Disclaimer: I work on Matrix (should have made that clear in the parent
comment too)

------
dgellow
An iranian friend, living and working in Berlin, also lost his accounts today.
He received the same email and lost access to all his accounts, no prior
notice. That's really infuriating.

------
bobbybroadcast
This appears to be the state of play. User is accused of doing violating TOS
and gets auto banned. No appeal, no recourse, no way of getting their info.
Imagine kicked out of somewhere, like a hotel, based on an accusation and then
not even being able to get your stuff. While property law allows us
opportunity to have our possessions returned, requiring the other party to
return it to us, in cases like these however, who owns the text messages,
emails, photos? How can we retrieve them?

------
lazerwalker
The vast majority of Slack accounts are tied to a paying employer[^1], and yet
most of the responses we've seen are individuals (justifiably!) upset they've
been barred access from their work tool. I'm curious to see how companies
respond to Slack disrupting the productivity of their salaried employees.

^1: Well, hmm, I wonder what % of active instances are on a free tier, but
that's a separate unrelated question

------
arendtio
If you want to know what protocols are real alternatives, take a look at the
second last column (IETF):

[https://docs.google.com/spreadsheets/d/1-UlA4-tslROBDS9IqHal...](https://docs.google.com/spreadsheets/d/1-UlA4-tslROBDS9IqHalWVztqZo7uxlCeKPQ-8uoFOU/)

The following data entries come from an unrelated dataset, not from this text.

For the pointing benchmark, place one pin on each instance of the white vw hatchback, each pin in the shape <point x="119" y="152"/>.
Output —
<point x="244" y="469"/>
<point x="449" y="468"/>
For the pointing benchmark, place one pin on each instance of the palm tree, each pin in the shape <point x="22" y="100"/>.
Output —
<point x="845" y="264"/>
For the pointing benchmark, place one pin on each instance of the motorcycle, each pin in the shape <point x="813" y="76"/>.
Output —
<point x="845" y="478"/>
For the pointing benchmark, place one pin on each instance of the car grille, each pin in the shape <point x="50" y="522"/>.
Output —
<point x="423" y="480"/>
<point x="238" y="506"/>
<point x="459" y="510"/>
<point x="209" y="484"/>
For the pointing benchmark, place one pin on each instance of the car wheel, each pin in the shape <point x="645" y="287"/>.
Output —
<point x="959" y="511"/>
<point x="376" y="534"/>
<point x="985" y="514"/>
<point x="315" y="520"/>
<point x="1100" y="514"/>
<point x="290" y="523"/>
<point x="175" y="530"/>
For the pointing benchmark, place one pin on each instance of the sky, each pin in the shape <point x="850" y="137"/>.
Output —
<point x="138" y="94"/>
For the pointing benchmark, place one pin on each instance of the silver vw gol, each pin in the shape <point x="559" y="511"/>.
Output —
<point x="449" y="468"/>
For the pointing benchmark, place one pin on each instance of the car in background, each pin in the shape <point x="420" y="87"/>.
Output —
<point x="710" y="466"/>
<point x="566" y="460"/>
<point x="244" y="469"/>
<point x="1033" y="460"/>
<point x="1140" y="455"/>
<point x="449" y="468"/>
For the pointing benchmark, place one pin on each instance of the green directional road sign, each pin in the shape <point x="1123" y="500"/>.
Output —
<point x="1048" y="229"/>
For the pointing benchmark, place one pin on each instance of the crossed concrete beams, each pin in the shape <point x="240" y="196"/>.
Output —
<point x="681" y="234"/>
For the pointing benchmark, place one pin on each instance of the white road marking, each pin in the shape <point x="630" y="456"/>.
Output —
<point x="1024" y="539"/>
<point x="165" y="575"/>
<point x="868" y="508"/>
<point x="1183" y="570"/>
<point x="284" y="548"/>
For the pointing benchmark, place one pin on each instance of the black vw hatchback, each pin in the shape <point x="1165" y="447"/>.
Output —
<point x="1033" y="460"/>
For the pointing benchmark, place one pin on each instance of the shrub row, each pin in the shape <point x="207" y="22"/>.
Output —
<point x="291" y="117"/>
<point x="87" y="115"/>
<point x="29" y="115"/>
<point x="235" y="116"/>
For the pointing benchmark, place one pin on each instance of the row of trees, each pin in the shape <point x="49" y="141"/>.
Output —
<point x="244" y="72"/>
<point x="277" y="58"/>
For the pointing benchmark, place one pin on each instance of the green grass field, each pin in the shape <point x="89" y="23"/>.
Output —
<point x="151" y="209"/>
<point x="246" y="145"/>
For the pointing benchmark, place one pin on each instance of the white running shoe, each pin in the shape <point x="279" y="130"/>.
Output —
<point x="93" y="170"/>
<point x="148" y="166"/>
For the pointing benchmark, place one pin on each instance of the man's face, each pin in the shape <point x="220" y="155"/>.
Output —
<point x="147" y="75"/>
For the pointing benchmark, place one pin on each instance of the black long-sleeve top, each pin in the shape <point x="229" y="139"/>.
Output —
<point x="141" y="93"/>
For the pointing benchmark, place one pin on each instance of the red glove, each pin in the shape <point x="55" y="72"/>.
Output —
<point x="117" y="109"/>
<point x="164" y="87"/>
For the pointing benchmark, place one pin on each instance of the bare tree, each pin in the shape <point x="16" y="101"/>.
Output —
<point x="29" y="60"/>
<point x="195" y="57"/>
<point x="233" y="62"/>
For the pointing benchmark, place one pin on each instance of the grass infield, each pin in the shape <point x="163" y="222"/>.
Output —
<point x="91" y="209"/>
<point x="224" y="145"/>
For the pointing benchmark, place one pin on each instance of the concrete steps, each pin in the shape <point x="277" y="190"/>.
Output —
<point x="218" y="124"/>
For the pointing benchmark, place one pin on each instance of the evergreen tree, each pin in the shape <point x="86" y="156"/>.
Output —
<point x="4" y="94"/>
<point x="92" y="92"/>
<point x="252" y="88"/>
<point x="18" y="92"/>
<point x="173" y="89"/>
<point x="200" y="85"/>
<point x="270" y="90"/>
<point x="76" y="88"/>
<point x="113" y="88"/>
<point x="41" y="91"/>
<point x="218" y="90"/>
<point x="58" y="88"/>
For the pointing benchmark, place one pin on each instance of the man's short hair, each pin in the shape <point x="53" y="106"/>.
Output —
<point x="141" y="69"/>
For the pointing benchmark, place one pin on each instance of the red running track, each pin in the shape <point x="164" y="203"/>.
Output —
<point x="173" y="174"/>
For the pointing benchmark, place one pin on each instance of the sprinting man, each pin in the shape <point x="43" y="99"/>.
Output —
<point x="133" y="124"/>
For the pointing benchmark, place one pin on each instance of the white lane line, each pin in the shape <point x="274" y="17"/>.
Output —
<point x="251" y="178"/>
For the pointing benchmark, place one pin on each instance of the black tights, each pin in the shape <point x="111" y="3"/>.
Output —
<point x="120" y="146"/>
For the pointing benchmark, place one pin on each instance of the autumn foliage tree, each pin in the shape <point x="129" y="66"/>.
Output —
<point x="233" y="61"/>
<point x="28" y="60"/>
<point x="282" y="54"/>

(I didn't make that spreadsheet, but found it quite interesting when it was
posted on HN a few weeks ago)

------
thrw9090
If anyone did notice the hashtag on his twitter. Iranian permanent residency
applicants in Canada are being thoroughly scrutinized before granting them
permanent residency in Canada and hence the hashtag. AFAIK, citizens from a
couple of nationalities undergo this vetting process by Canadian immigration
before being granted permanent residency in Canada. This is probably a call to
get attention for the campaign.

------
twunde
This is almost certainly the result of adding a new compliance product feed
(which may have false positives). I remember having to implement one for an
acquired ecommerce site. The feed by it's nature was prone to false positives
(it matched on name). However, there was an internal appeals process with the
ability to override whereas if this is new to slack they are probably
overwhelmed

------
mimi89999
Why don't you use a free alternative as Matrix? If you self host, then you are
the only one who controls who your users are.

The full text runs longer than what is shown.